Le Ver Gris Occidental du Haricot (VGOH) (Striacosta albicosta) a suscité un intérêt accru ces dernières années à la suite de l’expansion de son aire de répartition vers l’est (Hutchison et al., 2011). Dans ce numéro de Points de vue sur les cultures, nous vous présentons la perspective de nos collègues sur le terrain et nous examinons les pratiques de gestion du VGOH dans les cultures de maïs.
Dans une grande partie de la zone de production de maïs en Amérique du Nord, le VGOH est un ravageur secondaire occasionnel du maïs. Dans les environnements favorables, le VGOH est cependant un ravageur important pouvant causer des dommages économiques considérables. C’est au début des années 1900 que le ver gris occidental du haricot a été reconnu pour la première fois en tant que ravageur des haricots secs dans l’ouest des États-Unis, puis découvert plus tard dans les systèmes
Figure 1. Aire géographique du ver gris occidental du haricot.
Figure 2. La femelle du ver gris occidental du haricot déposant ses oeufs [A]; oeufs violets indiquant une éclosion imminente [B]; larve mature [C]; piège à seau placé à 1,2 m (4 pi) du sol [D].
Après l’émergence des adultes et l’accouplement au milieu de l’été, les oeufs sont principalement pondus dans la moitié supérieure de la canopée, sur les surfaces supérieures des nouvelles feuilles verticillées du maïs. Toutefois, des masses d’oeufs sont occasionnellement trouvées plus bas dans la canopée, sur les feuilles près de l’épi ainsi que sur la face inférieure des feuilles. Il s’agit là d’une nouvelle observation dans la documentation. En cinq à sept jours, les oeufs passent du blanc au brun clair puis au violet/gris juste avant l’éclosion (Figure 2). Les premiers stades larvaires consomment les coquilles d’oeufs; l’identification des masses d’oeufs après l’éclosion en est donc difficile (Figure 3).

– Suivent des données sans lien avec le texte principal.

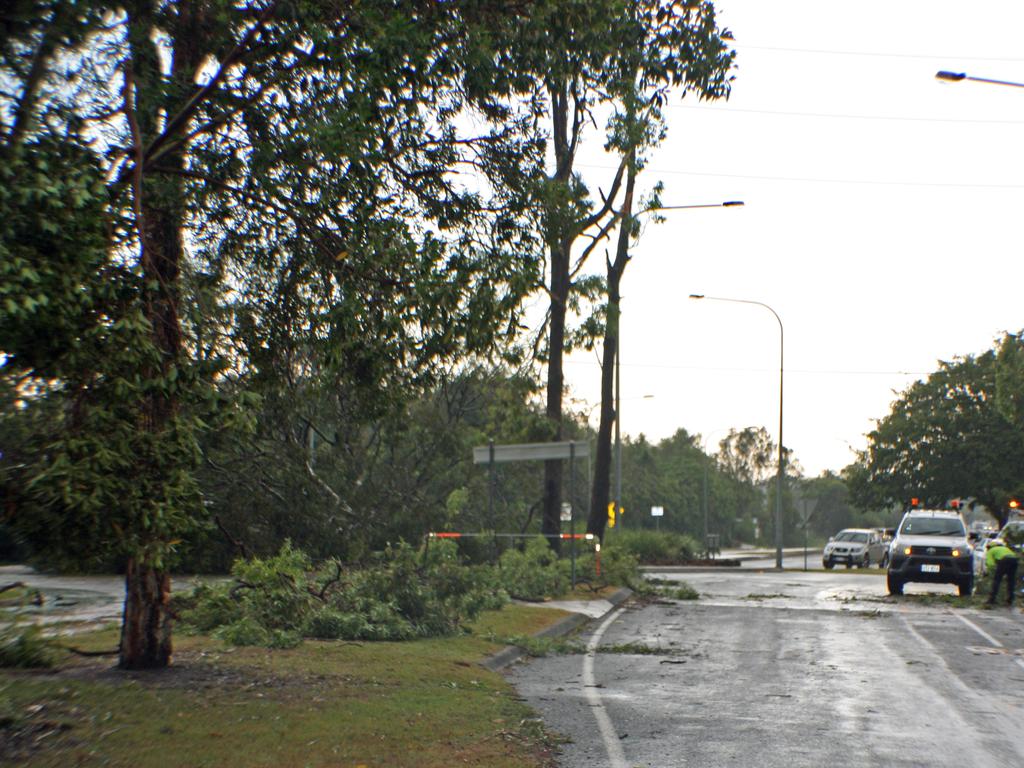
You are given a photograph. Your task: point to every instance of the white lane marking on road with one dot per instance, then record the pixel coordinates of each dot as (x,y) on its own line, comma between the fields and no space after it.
(980,631)
(1019,662)
(612,745)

Avant l’apparition de l’épi, les premiers stades larvaires se déplacent vers le haut de la plante jusqu’à l’épi pour se nourrir de pollen avant de redescendre au bas de la plante où ils pénètrent dans l’épi soit par l’extrémité, soit en perçant le côté pour se nourrir de grains. Après l’apparition de l’épi, les premiers stades larvaires peuvent immédiatement percer l’épi pour se nourrir des grains en développement. Les larves matures tombent de la plante et s’enfouissent dans le sol où elles passent l’hiver sous la forme de pré-pupes. Les larves peuvent creuser plus profondément dans les sols sablonneux et les pratiques de travail minimal du sol n’exposent pas les pupes aux intempéries. Ces deux facteurs viennent augmenter le taux de survie et ont été proposés comme favorisant potentiellement leur expansion vers l’est.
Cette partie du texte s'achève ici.